Dave Hershman
The Hershman Group
dave1@hershmangroup.com
123-456-7890

Don’t Get Shut Out of Refinancing While Rates Are Still Low

We are over the credit crisis in America.  But that does not mean that typical Americans don’t have credit challenges.  And these challenges could prevent a homeowner from refinancing at a lower rate when the opportunity arises.  

Low rates mean that many homeowners can save significant sums by refinancing their present loans. The problem is, many consumers are getting “shut out” from taking advantage of these lower interest rates.  A previous study by Credit Suisse revealed that only 38% of Americans qualified for a refinance.  Why?  Because the financial crisis has also brought tighter lending guidelines.  Many who purchased homes in the past five years can’t even qualify to refinance these homes.  We would like to help you take advantage of these low rates and not get “shut out”.  We mentioned tighter qualification guidelines.  What does it take to qualify for a mortgage at a lower rate?

Credit. A good credit score is a prerequisite. During the real estate boom just a few years ago, lenders had programs for anyone of any credit level. Tighter guidelines caused those with moderate credit issues to pay more and those with severe credit issues perhaps not to get approved at all. Typical credit scores range from 500 (poor credit) to 800 (great credit). Just a few years ago, someone with a credit score of 680 was considered moderate credit and was not asked to pay more. Now many lenders are charging premiums for this “moderate” credit score. If a homeowner has a credit score below 620, they may not get approved at all and, if they do, the premiums they could have to pay could eliminate most or all of their savings.  The good news?  Just a few years ago, many could not refinance with scores higher than 620 and today your lender can help you eliminate mistakes on your credit report and put you on a path which can help you raise your score.

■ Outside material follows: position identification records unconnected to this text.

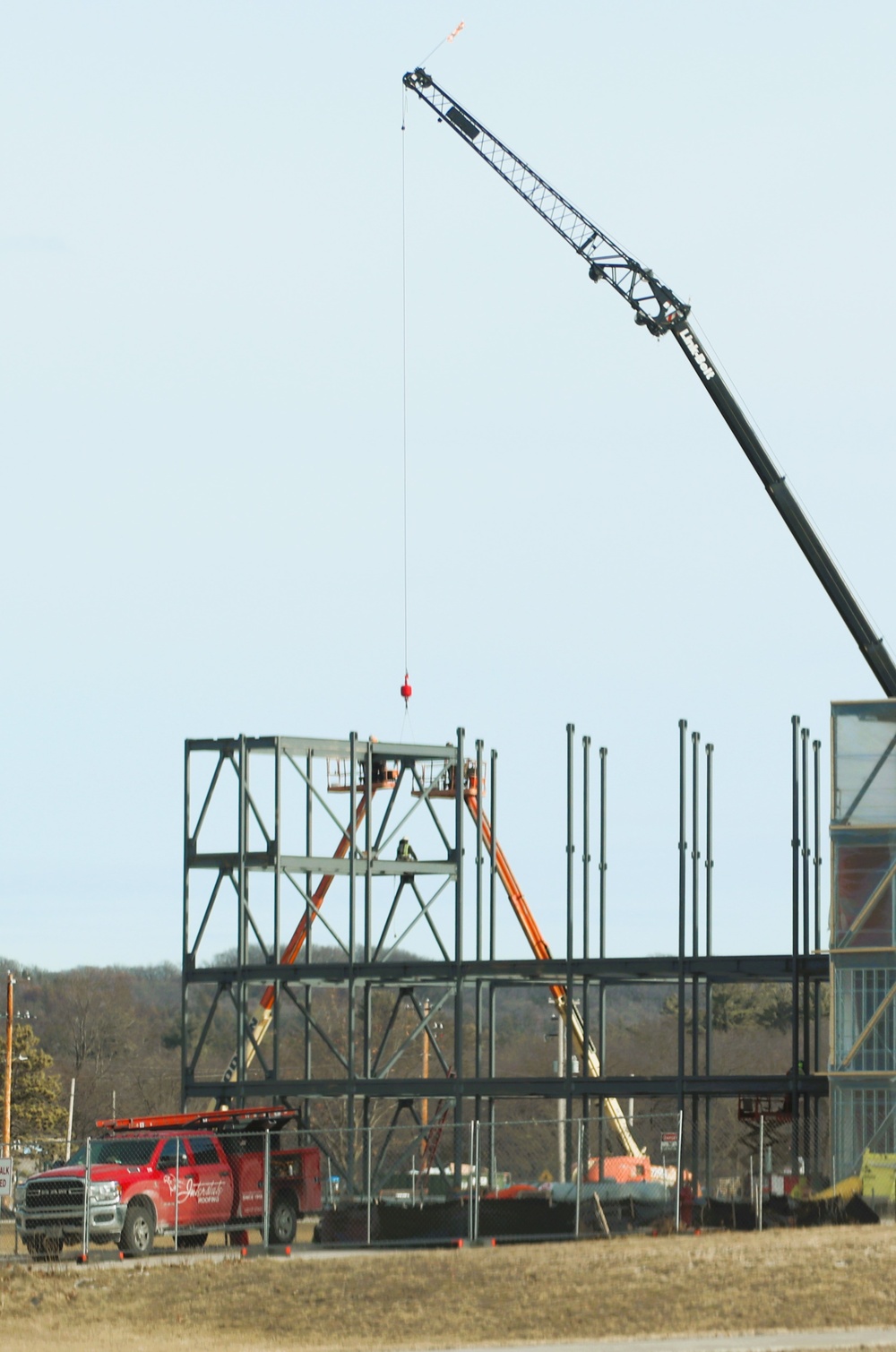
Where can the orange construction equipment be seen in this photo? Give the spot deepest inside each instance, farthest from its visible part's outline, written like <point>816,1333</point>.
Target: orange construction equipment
<point>582,1044</point>
<point>263,1012</point>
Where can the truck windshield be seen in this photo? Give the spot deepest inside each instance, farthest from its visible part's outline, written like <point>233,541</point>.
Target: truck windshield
<point>116,1152</point>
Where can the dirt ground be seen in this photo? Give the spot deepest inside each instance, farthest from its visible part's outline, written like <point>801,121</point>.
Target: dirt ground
<point>436,1298</point>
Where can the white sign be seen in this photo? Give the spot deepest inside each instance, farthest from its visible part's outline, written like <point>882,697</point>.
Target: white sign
<point>7,1178</point>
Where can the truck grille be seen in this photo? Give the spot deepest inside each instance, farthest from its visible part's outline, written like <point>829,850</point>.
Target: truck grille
<point>56,1195</point>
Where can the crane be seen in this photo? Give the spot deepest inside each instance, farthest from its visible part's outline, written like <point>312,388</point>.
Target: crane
<point>659,311</point>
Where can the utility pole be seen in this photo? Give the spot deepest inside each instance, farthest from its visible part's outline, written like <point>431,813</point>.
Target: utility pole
<point>7,1072</point>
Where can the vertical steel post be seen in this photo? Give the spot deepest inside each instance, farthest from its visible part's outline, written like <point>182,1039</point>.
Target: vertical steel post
<point>695,948</point>
<point>350,1010</point>
<point>265,1194</point>
<point>368,1178</point>
<point>807,932</point>
<point>816,987</point>
<point>185,959</point>
<point>585,906</point>
<point>601,916</point>
<point>368,913</point>
<point>571,940</point>
<point>678,1173</point>
<point>478,988</point>
<point>760,1209</point>
<point>579,1171</point>
<point>492,879</point>
<point>473,1184</point>
<point>683,898</point>
<point>242,922</point>
<point>459,945</point>
<point>85,1233</point>
<point>308,918</point>
<point>177,1190</point>
<point>795,906</point>
<point>492,951</point>
<point>707,1107</point>
<point>277,881</point>
<point>7,1071</point>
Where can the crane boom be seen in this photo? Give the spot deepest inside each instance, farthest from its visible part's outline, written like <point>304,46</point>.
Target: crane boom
<point>661,311</point>
<point>582,1043</point>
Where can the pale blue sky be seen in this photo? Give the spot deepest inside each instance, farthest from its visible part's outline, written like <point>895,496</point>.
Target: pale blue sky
<point>200,392</point>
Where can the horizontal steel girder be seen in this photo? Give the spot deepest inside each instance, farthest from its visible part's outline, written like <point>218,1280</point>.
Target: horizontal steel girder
<point>547,1087</point>
<point>611,971</point>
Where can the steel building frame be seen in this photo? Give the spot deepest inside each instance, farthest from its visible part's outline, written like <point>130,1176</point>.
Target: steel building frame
<point>348,1010</point>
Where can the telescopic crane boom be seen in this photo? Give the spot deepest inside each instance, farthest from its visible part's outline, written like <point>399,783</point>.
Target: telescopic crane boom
<point>661,311</point>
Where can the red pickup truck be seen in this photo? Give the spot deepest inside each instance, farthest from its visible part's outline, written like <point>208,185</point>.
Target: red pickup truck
<point>181,1175</point>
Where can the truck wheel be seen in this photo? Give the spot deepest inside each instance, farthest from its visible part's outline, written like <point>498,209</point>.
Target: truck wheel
<point>44,1247</point>
<point>138,1230</point>
<point>281,1227</point>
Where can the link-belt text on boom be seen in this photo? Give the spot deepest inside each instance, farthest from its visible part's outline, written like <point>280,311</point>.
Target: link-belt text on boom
<point>706,369</point>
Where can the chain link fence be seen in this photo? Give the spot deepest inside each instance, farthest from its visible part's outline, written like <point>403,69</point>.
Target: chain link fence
<point>731,1165</point>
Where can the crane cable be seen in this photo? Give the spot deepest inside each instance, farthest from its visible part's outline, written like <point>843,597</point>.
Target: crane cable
<point>406,688</point>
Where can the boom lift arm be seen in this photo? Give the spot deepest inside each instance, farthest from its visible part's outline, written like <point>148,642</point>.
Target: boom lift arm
<point>582,1043</point>
<point>661,311</point>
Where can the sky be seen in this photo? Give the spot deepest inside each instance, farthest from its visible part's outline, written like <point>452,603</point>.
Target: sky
<point>234,291</point>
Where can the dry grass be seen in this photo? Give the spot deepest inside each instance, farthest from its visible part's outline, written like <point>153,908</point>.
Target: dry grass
<point>783,1279</point>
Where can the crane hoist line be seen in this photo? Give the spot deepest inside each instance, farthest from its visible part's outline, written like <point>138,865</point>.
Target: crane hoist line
<point>659,311</point>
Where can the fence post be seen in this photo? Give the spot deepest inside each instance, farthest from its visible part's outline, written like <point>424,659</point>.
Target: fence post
<point>265,1195</point>
<point>582,1129</point>
<point>761,1166</point>
<point>470,1178</point>
<point>678,1174</point>
<point>476,1150</point>
<point>85,1232</point>
<point>369,1145</point>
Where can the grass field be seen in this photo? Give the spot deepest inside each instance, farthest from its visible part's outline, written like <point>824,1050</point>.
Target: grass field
<point>781,1279</point>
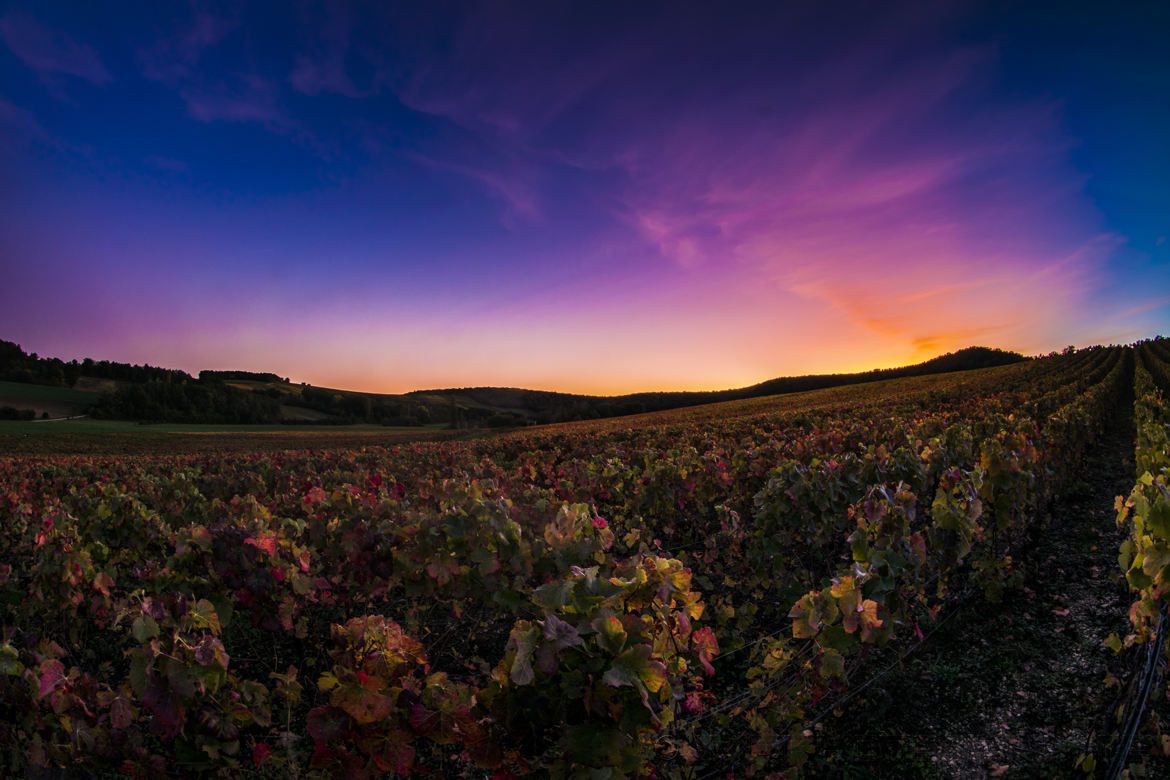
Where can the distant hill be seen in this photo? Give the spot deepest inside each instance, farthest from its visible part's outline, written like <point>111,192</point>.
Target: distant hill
<point>558,407</point>
<point>152,394</point>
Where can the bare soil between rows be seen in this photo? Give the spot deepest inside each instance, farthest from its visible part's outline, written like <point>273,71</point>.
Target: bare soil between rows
<point>1014,689</point>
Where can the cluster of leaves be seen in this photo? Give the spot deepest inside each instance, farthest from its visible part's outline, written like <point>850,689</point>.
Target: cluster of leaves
<point>1146,512</point>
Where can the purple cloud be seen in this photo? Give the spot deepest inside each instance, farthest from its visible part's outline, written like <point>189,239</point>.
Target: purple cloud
<point>321,67</point>
<point>174,59</point>
<point>50,53</point>
<point>250,99</point>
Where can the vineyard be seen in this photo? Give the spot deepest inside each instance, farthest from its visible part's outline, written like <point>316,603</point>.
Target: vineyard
<point>682,594</point>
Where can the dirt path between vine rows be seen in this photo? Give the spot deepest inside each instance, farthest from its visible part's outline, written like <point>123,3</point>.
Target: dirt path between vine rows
<point>1014,689</point>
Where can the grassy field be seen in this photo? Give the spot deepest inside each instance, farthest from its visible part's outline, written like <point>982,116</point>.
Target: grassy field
<point>57,401</point>
<point>121,437</point>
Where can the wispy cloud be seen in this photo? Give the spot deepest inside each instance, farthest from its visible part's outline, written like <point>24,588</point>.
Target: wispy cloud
<point>249,98</point>
<point>321,66</point>
<point>510,187</point>
<point>20,123</point>
<point>179,61</point>
<point>174,59</point>
<point>50,53</point>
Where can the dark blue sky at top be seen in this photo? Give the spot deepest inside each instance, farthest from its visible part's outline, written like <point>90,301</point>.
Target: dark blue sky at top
<point>364,166</point>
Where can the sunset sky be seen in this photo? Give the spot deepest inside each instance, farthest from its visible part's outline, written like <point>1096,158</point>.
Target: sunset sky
<point>585,197</point>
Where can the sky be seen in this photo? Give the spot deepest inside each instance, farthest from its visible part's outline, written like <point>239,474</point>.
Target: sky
<point>583,197</point>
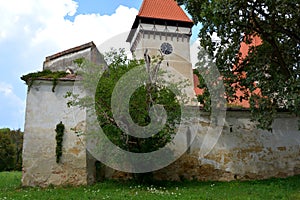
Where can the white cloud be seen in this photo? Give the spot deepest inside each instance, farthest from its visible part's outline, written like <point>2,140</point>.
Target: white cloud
<point>85,28</point>
<point>30,30</point>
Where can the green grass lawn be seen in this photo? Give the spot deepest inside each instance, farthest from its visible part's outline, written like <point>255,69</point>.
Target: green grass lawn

Income. Income is also another issue. It makes sense that lenders would verify that you have enough income to make sure you can repay the mortgage. But again, during the real estate boom years many lenders did not even ask for income data or let borrowers qualify at very low adjustable rates even if the loans were likely to adjust upward very quickly. Once again, lender tightening took away options for those who do not make enough income to pay for loans. It is a “catch-22” because refinancing at lower rates will help consumers afford their payments and avoid foreclosure.  Today, programs are starting to get more lenient by allowing co-borrowers and enabling excess assets to be counted towards income.

Debt Levels. Related to the measurement of income is someone’s debt levels. It is important to note that when a lender “qualifies” someone for a loan, that lender must look at all the payments a person is obligated to make, not just the mortgage. Americans have run up a significant amount of debt in the form of credit card, car and other payments during the past several years. And these debts are also helping to prevent qualification for low rates.  Again, this trend has been reversed more recently with many American’s paring down the debt they owe.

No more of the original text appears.